Nach Auskunft des amerikanischen Verteidigungsministeriums wurde die Leiche von Osama Bin Laden nach islamischer Tradition (Glaube bewirkt hier Wunder) im Meer bestattet, um das Entstehen einer Pilgerstätte zu vermeiden. Doch schon jetzt lassen auffällig hohe Zahlen von  StartUp-Unternehmen im Bereiche der Kreuzfahrt-Touristik in pakistanischen Küstenstädten Zweifel ob des Erfolges dieses Ansinnens aufkommen – auch wenn Kreuzfahrten in islamisch geprägten Kulturkreisen und deren Tourismussektor bisher nicht wirklich zündeten, wie eine Bombe in einem marokkanischen Kaffee.

 

Freude

entzündete sich derweil bei Angela Merkel, die diese, angesichts des Todes von Osama Bin Laden,  nicht hinterm uckermärk'schen Berg halten konnte und damit einmal mehr unsere These unterstreicht, dass eine Kanzlerin, die ohnehin nicht viel bürgerverständliches, geschweige denn -vertretendes zu melden hat, besser ganz die Klappe halten sollte, anstatt den Unmut einer ohnehin aufgebrachten Menge von Gotteskriegern auf eine Republik zu ziehen, die an ihrer Ostgrenze schon genug damit zu tun hat, das mit dem Lineal gezogene Gemüsebeet gegen die Vandalen...

 

Maut

ist hierbei nun die letzte Option zur Beherrschung des Fremdenverkehrs – nicht nur in deutschen Schlafzimmern.

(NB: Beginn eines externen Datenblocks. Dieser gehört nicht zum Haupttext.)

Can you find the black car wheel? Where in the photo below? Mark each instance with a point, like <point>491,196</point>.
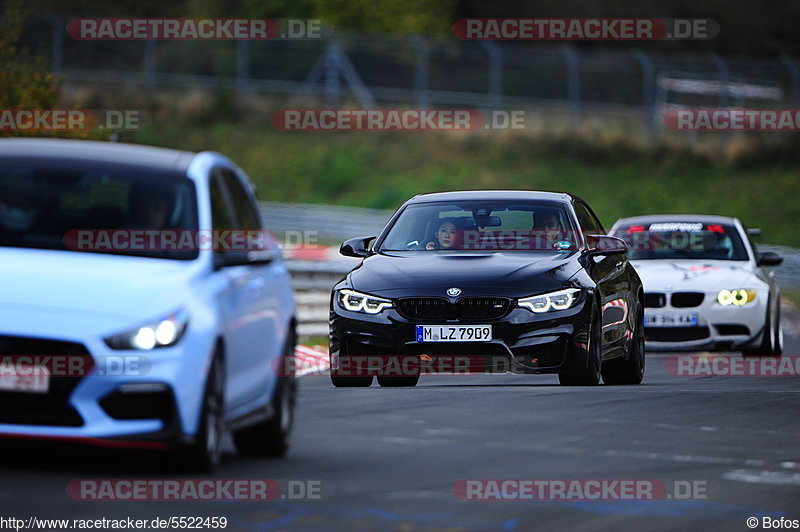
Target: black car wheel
<point>206,453</point>
<point>630,371</point>
<point>591,375</point>
<point>273,436</point>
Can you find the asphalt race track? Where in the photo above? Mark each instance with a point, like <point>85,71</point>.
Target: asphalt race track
<point>388,459</point>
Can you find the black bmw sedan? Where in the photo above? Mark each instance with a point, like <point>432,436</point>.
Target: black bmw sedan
<point>488,281</point>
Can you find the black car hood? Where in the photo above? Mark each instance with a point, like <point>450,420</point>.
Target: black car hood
<point>512,274</point>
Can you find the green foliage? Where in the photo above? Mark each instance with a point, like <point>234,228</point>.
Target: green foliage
<point>25,82</point>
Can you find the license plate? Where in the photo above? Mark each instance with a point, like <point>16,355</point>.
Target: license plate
<point>454,333</point>
<point>26,379</point>
<point>670,319</point>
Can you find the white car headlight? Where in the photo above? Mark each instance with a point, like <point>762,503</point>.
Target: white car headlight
<point>360,302</point>
<point>737,297</point>
<point>160,333</point>
<point>561,300</point>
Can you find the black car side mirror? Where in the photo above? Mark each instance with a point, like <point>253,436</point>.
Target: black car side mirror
<point>769,258</point>
<point>606,245</point>
<point>356,247</point>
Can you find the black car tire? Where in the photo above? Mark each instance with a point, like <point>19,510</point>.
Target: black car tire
<point>272,437</point>
<point>397,382</point>
<point>205,454</point>
<point>630,371</point>
<point>591,375</point>
<point>348,381</point>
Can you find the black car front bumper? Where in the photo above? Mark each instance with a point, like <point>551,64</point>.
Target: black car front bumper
<point>522,342</point>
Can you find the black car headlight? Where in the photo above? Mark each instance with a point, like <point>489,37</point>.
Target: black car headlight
<point>552,301</point>
<point>360,302</point>
<point>737,297</point>
<point>165,332</point>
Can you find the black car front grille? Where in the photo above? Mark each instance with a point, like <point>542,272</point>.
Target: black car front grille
<point>655,300</point>
<point>687,299</point>
<point>51,408</point>
<point>467,309</point>
<point>482,308</point>
<point>425,308</point>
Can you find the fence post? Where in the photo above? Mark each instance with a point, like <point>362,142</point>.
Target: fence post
<point>332,82</point>
<point>573,83</point>
<point>242,64</point>
<point>495,73</point>
<point>794,75</point>
<point>724,72</point>
<point>421,81</point>
<point>57,46</point>
<point>648,92</point>
<point>150,62</point>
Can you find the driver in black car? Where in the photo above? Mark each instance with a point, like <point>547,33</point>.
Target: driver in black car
<point>446,236</point>
<point>547,228</point>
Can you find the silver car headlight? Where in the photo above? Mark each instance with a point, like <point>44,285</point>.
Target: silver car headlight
<point>360,302</point>
<point>165,332</point>
<point>736,297</point>
<point>552,301</point>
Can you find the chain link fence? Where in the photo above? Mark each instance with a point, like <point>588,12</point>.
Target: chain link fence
<point>386,70</point>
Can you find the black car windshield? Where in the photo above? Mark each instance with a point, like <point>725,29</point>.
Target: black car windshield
<point>65,207</point>
<point>681,239</point>
<point>512,225</point>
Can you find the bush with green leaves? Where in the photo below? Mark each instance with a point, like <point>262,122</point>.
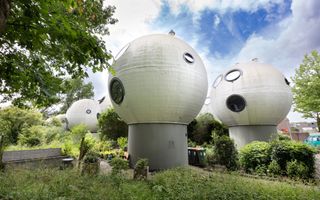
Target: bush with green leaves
<point>225,152</point>
<point>111,125</point>
<point>285,151</point>
<point>32,136</point>
<point>91,157</point>
<point>200,130</point>
<point>274,168</point>
<point>122,142</point>
<point>118,165</point>
<point>141,169</point>
<point>16,119</point>
<point>254,155</point>
<point>297,169</point>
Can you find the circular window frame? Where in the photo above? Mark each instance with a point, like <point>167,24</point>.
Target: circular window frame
<point>231,71</point>
<point>286,81</point>
<point>187,55</point>
<point>115,79</point>
<point>242,107</point>
<point>217,81</point>
<point>122,51</point>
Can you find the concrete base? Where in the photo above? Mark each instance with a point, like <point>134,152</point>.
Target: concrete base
<point>164,145</point>
<point>243,135</point>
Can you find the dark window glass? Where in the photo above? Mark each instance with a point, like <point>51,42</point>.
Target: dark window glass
<point>233,75</point>
<point>217,81</point>
<point>188,58</point>
<point>122,51</point>
<point>286,80</point>
<point>116,90</point>
<point>236,103</point>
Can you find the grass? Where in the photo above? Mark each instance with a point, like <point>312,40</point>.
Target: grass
<point>180,183</point>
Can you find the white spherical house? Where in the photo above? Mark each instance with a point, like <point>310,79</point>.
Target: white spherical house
<point>159,87</point>
<point>105,103</point>
<point>251,98</point>
<point>84,111</point>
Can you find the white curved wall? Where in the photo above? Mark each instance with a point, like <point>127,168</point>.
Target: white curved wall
<point>268,97</point>
<point>85,112</point>
<point>160,86</point>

Die bisher unter der Hand gehandelten Gebühren von 200.000 Euro für Kleinwagen aus Estland, Lettland, Litauen, Polen, Slowakei, Slowenien, Tschechien und Ungarn und die Einführung der Leibeigenschaft für osteuropäische Berufsanfänger und Wanderarbeiter, gelten gemeinhin als offiziell, bleiben aber unausgesprochen.

 

Mindestlöhne

bleiben derweil immer noch ein Tabu auf dem deutschen Arbeitsmarkt, zumindest wenn dieser die Schwelle der Armutsgrenze zu übersteigen droht und Unternehmen, zwar mit Bedauern, aber wirtschaftlicher Nachdrücklichkeit, ihre Produktion in Dritte-Welt- oder Schwellenländer verlegen müssen, wo die Ausbeutung noch auf soliden staatlichen Fundamenten fußt, die Terrorwarnung der Gewinnwarnung vorgezogen wird und die Menschenwürde noch den Wert innehat, der ihr nach ihrer wahren Unermesslichkeit zusteht: sie ist unbezahlbar.